El último verano | Crítica

Deseo contra tabú

Samuel Kircher y Léa Drucker en una imagen del filme de Catherine Breillat.

Samuel Kircher y Léa Drucker en una imagen del filme de Catherine Breillat.

La ventaja de poder rehacer una película floja como Reina de corazones (2020) contando con la confianza de un buen productor (Said Ben Said) y la colaboración del experimentado Pascal Bonitzer en un nuevo guion, es que se pueden corregir las derivas moralistas que empujaban aquel filme danés de May el-Toukhy hacia el abismo biempensante después de haber jugado con fuego con la manguera siempre a mano.

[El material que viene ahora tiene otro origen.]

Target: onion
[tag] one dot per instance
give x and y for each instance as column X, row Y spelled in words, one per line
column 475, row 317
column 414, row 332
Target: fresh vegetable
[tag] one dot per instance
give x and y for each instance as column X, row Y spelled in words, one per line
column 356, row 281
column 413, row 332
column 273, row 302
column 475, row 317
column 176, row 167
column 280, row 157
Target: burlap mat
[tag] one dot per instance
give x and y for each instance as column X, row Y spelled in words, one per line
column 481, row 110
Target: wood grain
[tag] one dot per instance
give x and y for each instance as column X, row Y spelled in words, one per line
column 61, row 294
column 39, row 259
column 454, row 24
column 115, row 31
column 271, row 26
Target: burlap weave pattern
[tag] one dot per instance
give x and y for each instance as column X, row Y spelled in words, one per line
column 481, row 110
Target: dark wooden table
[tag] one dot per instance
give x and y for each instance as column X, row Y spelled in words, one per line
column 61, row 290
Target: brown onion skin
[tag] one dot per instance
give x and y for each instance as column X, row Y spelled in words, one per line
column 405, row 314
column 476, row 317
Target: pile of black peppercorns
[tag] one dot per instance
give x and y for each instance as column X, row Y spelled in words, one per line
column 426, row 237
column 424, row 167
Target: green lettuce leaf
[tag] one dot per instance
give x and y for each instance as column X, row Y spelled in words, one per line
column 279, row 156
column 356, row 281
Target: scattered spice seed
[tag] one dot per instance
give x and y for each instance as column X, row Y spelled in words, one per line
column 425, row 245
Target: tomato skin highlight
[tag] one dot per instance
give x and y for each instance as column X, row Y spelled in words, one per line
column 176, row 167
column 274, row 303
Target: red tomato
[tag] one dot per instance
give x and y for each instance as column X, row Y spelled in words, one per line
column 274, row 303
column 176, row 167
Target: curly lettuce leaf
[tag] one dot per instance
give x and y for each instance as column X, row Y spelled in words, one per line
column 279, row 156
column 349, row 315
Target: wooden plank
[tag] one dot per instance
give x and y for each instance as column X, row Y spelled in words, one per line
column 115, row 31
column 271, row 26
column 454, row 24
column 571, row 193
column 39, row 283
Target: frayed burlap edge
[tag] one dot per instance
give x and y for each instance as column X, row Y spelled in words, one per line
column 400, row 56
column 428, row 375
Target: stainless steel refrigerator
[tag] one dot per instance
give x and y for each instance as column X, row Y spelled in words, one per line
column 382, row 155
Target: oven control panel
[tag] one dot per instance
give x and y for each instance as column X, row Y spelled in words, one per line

Más aun si se desprende el barniz pseudopublicitario y melodramático del original para seguir abrazando, como siempre en Breillat (A ma soeur!, Anatomía del infierno, Un vieille maitraisse), las formas depuradas y secas, aquí con algunos de los mejores cortes de montaje vistos en bastante tiempo, que rehúyen de todo esteticismo en aras de una narración precisa en su incursión en el deseo femenino maduro (fría y determinada por fuera, abrasada por dentro Léa Drucker) a través de la atracción sexual de una abogada por el hijo adolescente de su marido.

Breillat asume los preámbulos del encuentro desde la observación de la vida burguesa para entrar en materia corporal y lúbrica sin preaviso, prueba de que su mirada no va a ir nunca por el sendero del juicio moral, tampoco por el del panfleto feminista, y sí por ese terreno siempre ambiguo y arriesgado que se parece más a las complejidades de la vida que a los corsés de la ficción sobre determinados asuntos que siguen siendo tabú.

Desatado el deseo sin cinturón de seguridad, incumplidas las promesas, sólo queda ya espacio para subir la apuesta de la crueldad y la confrontación en un duelo adulto que el adolescente se niega a asumir en su desengaño. No en vano, el filme se cierra con un nuevo e inesperado quiebro que abre la puerta a nuevos veranos en el ciclo del desconcierto y el deseo.